Policy —

Feds say your hard drives are for the government’s keeping

Does Constitution demand return of computer files outside a search warrant's scope?

Feds say your hard drives are for the government’s keeping

The Justice Department is set to argue Wednesday before a federal appeals court that it may prosecute people for crimes based on evidence obtained from their computers—evidence that was outside the scope of an original probable-cause search warrant.

That's a big deal in today's digital age. Society has evolved to the point that many people keep all of their papers and effects co-mingled on their computer hard drives.

The highly nuanced legal dispute initially seems innocent enough. It concerns an accountant's tax evasion conviction and two-year prison sentence in 2012 that was based on a court-authorized search and imaging of his computer files. Stavros Ganias' files were copied as part of an Army overbilling investigation into one of his clients. Holding on to the imaged files for nearly three years, Connecticut authorities discovered fresh evidence unrelated to the initial search of the files and got new search warrants to investigate more of the accountant's mirrored files that were already in the government's possession. All the while, Ganias had subsequently deleted those files from his hard drives after the government had imaged them, according to court records.

The case asks how long the government can retain somebody's computer files—files that are unrelated to a court warrant. The accountant's lawyers said that once the government got what it needed regarding the accountant's client, the remainder of Ganias' files should have been purged. Federal prosecutors disagreed and said they retained the imaged files for numerous reasons, including for authentication purposes and to allow "the government to comply with its discovery obligations imposed by the Constitution."

"If the government were to delete data, or only maintain small portions of computer data that it seized, it could be accused of destroying exculpatory evidence," the government told (PDF) the 2nd US Circuit Court of Appeals in a legal filing ahead of Wednesday's oral arguments. Retaining the entire dataset, the government said, "allows the government to conduct reasonable searches of the images—for material responsive to the warrant—as the case evolves."

The government said it began investigating the accountant for tax evasion without reading the imaged files allegedly associated with those tax issues.
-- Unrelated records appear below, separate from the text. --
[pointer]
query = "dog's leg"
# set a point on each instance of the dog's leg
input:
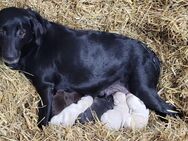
(98, 108)
(143, 85)
(45, 106)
The government said it suspected that files associated with that alleged malfeasance were co-mingled in the imaged files. So the authorities got fresh court authorization to dig deeper into the imaged files, the government said in court papers.

"Consistent with the Fourth Amendment, the government may obtain a search warrant for nearly any person, place, or thing if the government establishes probable cause for the search and did not engage in an illegal seizure of the item to be searched," Assistant US Attorney Sandra Glover wrote in the government's brief.

Ganias' lawyer, Stanley Twardy, blasted the government's position.

"The seizure and two-and-a-half year retention of every file on Ganias' computers violated the Fourth Amendment," Twardy wrote. (PDF) He told the New York-based appeals court that "at a minimum the Fourth Amendment requires prompt completion of an off-site review and return of files outside the warrant's scope."

This is not the first time the appeals court entertained the case. Last year, the court sided (PDF) with Ganias in a 2-1 ruling. But the government asked for the full appeals court to rehear the case en banc, and the court agreed to do so.

The court's ruling for Ganias noted that the authorities had a right to image Ganias' three hard drives at the center of the dispute. But the majority ruled that the law does not allow "officials executing a warrant for the seizure of particular data on a computer to seize and indefinitely retain every file on a computer for use in future criminal proceedings."

Ganias' two-year prison sentence was stayed pending the outcome of appeals.